It has been quite a while since I have written anything, mostly due to trying to remain sane. I have been rapid cycling lately and am trying really hard to get it under some sort of control. I feel like I have to start a scheduled life, but I can't seem to get my shit together long enough to do what I set out to do. I have been waking up the last 4 mornings sick to my stomach and some days I even get out of the house. I was looking around my place yesterday thinking "this is my prison" I am stuck inside on the pretence that I need to clean or write or cook or sleep or read or whatever I can find to do "inside". when I do go out, I lose myself in my headphones(music) and my camera. I sort of live in a haze of things to do, like shopping or work or church. If i am alone, I shut out the world that I am walking through and try to narrow my focus on one thing at a time. And, if at all possible, I go out with people I trust. So, really what is happening is my Agoraphobia is creeping back into my life. As soon as this flu like thing is gone I have to take charge once again. I have to write down a schedule that includes going out at least once a day, everyday. I have to find places to go where others will count on me or miss me if I am not there. I really worry about making new friends, I get anxious at the thought of going out to visit people I don't know too well yet and making an utter fool of myself. I really want to go out to be with people but I cannot bring myself to just do it.

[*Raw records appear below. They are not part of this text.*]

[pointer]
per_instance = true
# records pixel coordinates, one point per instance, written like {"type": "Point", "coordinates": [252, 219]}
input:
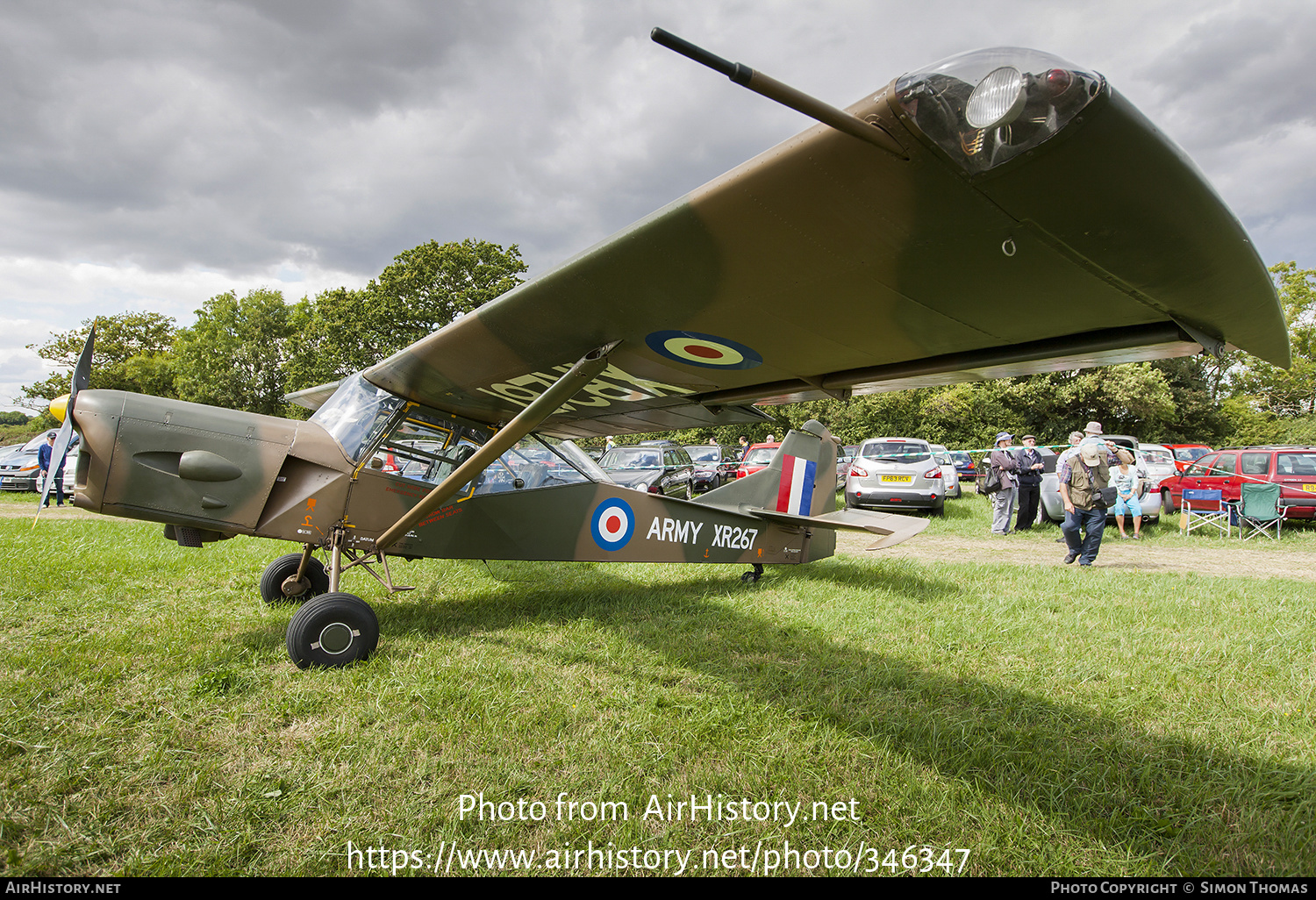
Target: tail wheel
{"type": "Point", "coordinates": [336, 629]}
{"type": "Point", "coordinates": [275, 586]}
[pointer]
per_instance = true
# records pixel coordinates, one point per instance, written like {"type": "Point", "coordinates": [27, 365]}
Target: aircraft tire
{"type": "Point", "coordinates": [333, 631]}
{"type": "Point", "coordinates": [283, 568]}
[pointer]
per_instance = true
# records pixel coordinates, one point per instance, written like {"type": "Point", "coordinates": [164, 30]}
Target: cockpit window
{"type": "Point", "coordinates": [537, 462]}
{"type": "Point", "coordinates": [357, 415]}
{"type": "Point", "coordinates": [987, 107]}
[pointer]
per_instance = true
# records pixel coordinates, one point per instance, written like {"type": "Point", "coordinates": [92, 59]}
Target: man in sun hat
{"type": "Point", "coordinates": [1003, 500]}
{"type": "Point", "coordinates": [1084, 476]}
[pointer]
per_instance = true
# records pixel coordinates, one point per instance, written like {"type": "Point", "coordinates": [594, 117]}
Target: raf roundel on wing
{"type": "Point", "coordinates": [703, 350]}
{"type": "Point", "coordinates": [612, 524]}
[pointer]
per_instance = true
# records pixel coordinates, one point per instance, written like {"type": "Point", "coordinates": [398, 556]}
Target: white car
{"type": "Point", "coordinates": [895, 474]}
{"type": "Point", "coordinates": [1158, 462]}
{"type": "Point", "coordinates": [948, 471]}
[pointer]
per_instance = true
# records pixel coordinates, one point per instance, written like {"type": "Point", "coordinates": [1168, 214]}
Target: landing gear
{"type": "Point", "coordinates": [334, 629]}
{"type": "Point", "coordinates": [752, 576]}
{"type": "Point", "coordinates": [279, 582]}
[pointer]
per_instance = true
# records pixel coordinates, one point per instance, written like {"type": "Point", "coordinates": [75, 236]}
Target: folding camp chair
{"type": "Point", "coordinates": [1205, 510]}
{"type": "Point", "coordinates": [1260, 512]}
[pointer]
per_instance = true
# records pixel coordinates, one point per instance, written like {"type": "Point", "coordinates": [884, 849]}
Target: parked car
{"type": "Point", "coordinates": [1292, 468]}
{"type": "Point", "coordinates": [948, 471]}
{"type": "Point", "coordinates": [1158, 461]}
{"type": "Point", "coordinates": [895, 473]}
{"type": "Point", "coordinates": [18, 470]}
{"type": "Point", "coordinates": [70, 473]}
{"type": "Point", "coordinates": [844, 457]}
{"type": "Point", "coordinates": [713, 465]}
{"type": "Point", "coordinates": [965, 468]}
{"type": "Point", "coordinates": [655, 468]}
{"type": "Point", "coordinates": [1186, 454]}
{"type": "Point", "coordinates": [757, 455]}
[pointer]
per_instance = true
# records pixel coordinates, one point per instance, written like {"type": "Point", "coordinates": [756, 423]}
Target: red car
{"type": "Point", "coordinates": [1294, 468]}
{"type": "Point", "coordinates": [1186, 454]}
{"type": "Point", "coordinates": [757, 455]}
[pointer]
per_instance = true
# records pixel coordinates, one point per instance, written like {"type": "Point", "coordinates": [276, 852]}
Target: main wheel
{"type": "Point", "coordinates": [334, 629]}
{"type": "Point", "coordinates": [313, 582]}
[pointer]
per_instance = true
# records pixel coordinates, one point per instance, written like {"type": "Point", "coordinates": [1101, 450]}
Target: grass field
{"type": "Point", "coordinates": [1048, 721]}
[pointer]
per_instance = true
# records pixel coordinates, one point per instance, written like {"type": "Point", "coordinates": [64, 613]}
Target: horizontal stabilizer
{"type": "Point", "coordinates": [892, 528]}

Feeling sick like this makes me want to just curl up and turtle. Turtling is when I pull up the covers all the way over my head, pillows on top of that and lonely a nose hole to breath out of. I feel like I took a massive step forward by moving up here alone, and I am happy with myself for doing it, but I now feel like those back steps are coming and I don't want to accept that for myself. There are so many things I have to let go of in order to keep moving ahead with my life. No. 1 of those things to let go of is my house and how clean I demand it to be. It is not only tough on me to live up to my standards but it is really tough on my daughter to live up to my standards, and not fair on her either. I hate to be disorganised and I hate not being able to find things that haven't been put away properly. I hate the smell of a bathroom kitty litter, and the look of stuff all over the living room floor. But, I have to let go of all that.
Well, for now, I am going to make myself a neo-citron, take an Ibuprofen, and watch TV. even though it means leaving my heap of laundry alone and ignoring the accumulation of garbage on my floor.